Each of us affirms that he/she is qualified as a witness to this Declaration under the provisions of the
South Carolina Death With Dignity Act in that he/she is not related to the Declarant by blood,
marriage, or adoption, either as a spouse, lineal ancestor, descendant of the parents of the
Declarant, or spouse of any of them; nor directly financially responsible for the Declarant's
medical care; nor entitled to any portion of the Declarant's estate upon his decease, whether under
any will or as an heir by intestate succession; nor the beneficiary of a life insurance policy of the
Declarant; nor the Declarant's attending physician; nor an employee of the attending physician;
nor a person who has a claim against the Declarant's decedent's estate as of this time.

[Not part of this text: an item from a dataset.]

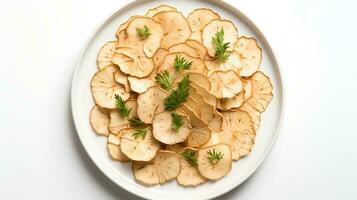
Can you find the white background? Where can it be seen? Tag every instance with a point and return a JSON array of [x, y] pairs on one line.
[[315, 156]]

No more
than one of us is an employee of a health facility in which the Declarant is a patient. If the
Declarant is a resident in a hospital or nursing care facility at the date of execution of this
Declaration, at least one of us is an ombudsman designated by the State Ombudsman, Office of the
Governor.
__________________________________ ___________________________________
Witness Witness
Subscribed, sworn to, and acknowledged before me by ____________________, the Declarant, and
subscribed and sworn to before me by _________________ and _________________________,
the witnesses, this _____ day of ___________________, 20____.